Henri Desrosiers, the son of the notary François-Xavier Desrosiers and Edwidge Reid, was born in 1893 in Bedford, in Missisquoi County, Quebec. He articled in the office of F.-A. Labelle, in 1919, and married Labelle's daughter, Marie Aimée, on May 11, 1921. His father-in-law, who appreciated him as both a family member and a colleague, rewarded his dedication by leaving him his notarial records, as well as those of two other notaries, Paul-Thomas Desjardins and Henri Desjardins, which had been left with him. By the time of his death, on December 31, 1950, Desrosiers had drafted 40,527 acts. Like Labelle, he was involved in various organizations. He was Grand Chancellor of the Ordre de Jacques Cartier (Order of Jacques Cartier). His son, Pierre, who was born on September 28, 1924 and died in 2004, as well as his grandson, Philippe, followed in the family's clerical tradition.

The youngest child of the Labelle family, Avila, was also a well-known citizen of Hull. He was born on August 6, 1911, in the Aylmer presbytery, where his uncle was a priest. After studying at the College Saint-Alexandre in Rigaud and at Laval University, he entered the bar in 1936 and opened his office on the family premises. He was a Crown attorney in Hull and legal counsel at the Foreign Exchange Control Board, in Ottawa, and then returned to his former position. He was a member of the Rotary Club, the Knights of Columbus and the Youth Chamber of Commerce, and a sponsor of the Théâtre lyrique de Hull (Hull Lyric Theatre). "The artists have lost a great friend", wrote columnist Edgar Demers after his death.
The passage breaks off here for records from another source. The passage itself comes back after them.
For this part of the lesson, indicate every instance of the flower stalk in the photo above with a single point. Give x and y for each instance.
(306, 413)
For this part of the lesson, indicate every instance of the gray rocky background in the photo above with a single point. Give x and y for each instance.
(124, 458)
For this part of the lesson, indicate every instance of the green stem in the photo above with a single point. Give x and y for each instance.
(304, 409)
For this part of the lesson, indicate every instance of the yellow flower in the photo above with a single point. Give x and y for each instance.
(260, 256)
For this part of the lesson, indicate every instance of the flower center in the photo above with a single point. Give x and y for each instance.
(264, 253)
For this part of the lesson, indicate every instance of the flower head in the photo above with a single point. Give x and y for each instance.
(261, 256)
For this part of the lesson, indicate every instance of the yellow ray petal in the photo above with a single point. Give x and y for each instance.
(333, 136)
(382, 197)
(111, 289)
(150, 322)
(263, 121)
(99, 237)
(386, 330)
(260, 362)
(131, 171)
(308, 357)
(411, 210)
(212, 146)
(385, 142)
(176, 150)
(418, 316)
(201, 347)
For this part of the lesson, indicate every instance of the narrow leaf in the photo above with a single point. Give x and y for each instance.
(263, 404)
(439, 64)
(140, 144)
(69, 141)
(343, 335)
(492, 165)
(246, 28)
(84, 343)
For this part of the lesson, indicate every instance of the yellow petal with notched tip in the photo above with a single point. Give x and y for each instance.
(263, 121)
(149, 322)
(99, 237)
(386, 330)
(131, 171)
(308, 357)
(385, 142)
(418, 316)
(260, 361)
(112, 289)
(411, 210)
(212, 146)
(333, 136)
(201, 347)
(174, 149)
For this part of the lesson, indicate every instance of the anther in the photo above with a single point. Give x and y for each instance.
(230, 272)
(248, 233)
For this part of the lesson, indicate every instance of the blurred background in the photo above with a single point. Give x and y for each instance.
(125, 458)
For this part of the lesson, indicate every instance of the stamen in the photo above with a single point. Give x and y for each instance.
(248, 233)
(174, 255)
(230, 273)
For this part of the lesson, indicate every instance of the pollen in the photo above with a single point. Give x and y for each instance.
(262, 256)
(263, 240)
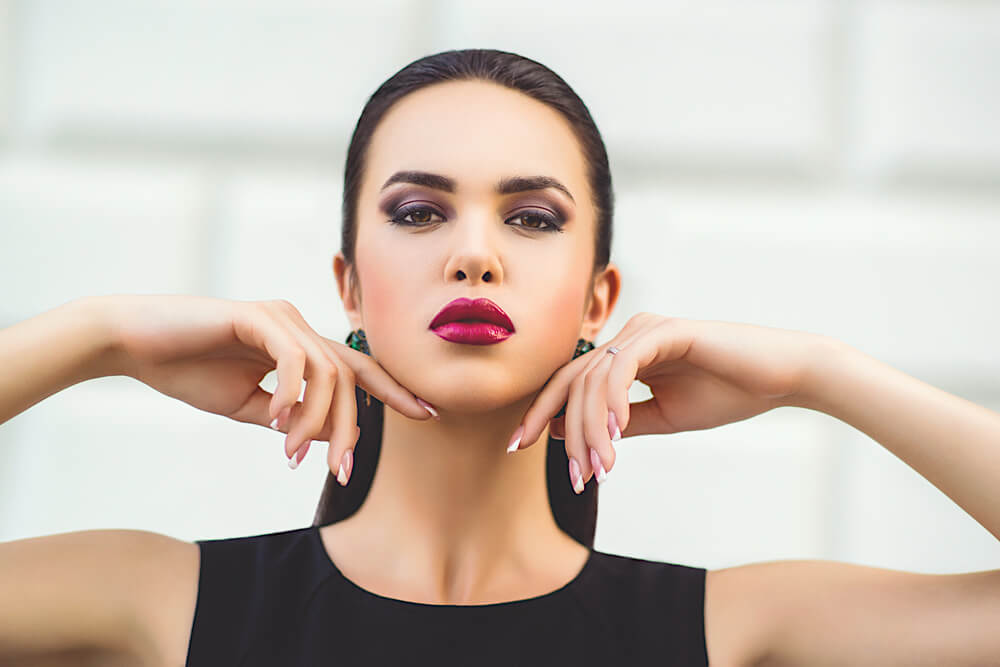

He was named a judge of the District Court (Provincial Court) on January 9, 1959, and then co-ordinating judge of the Provincial Court for the districts of Hull, Pontiac and Labelle in 1978. He served there until 1981 and was then appointed to the Federal Tax Court in October 1983. He was a man known for his generosity and sense of humour. He died in March 1998.

The prominent personalities who worked from the Labelle-Desrosiers office indicate the importance of these two notaries in the Outaouais community.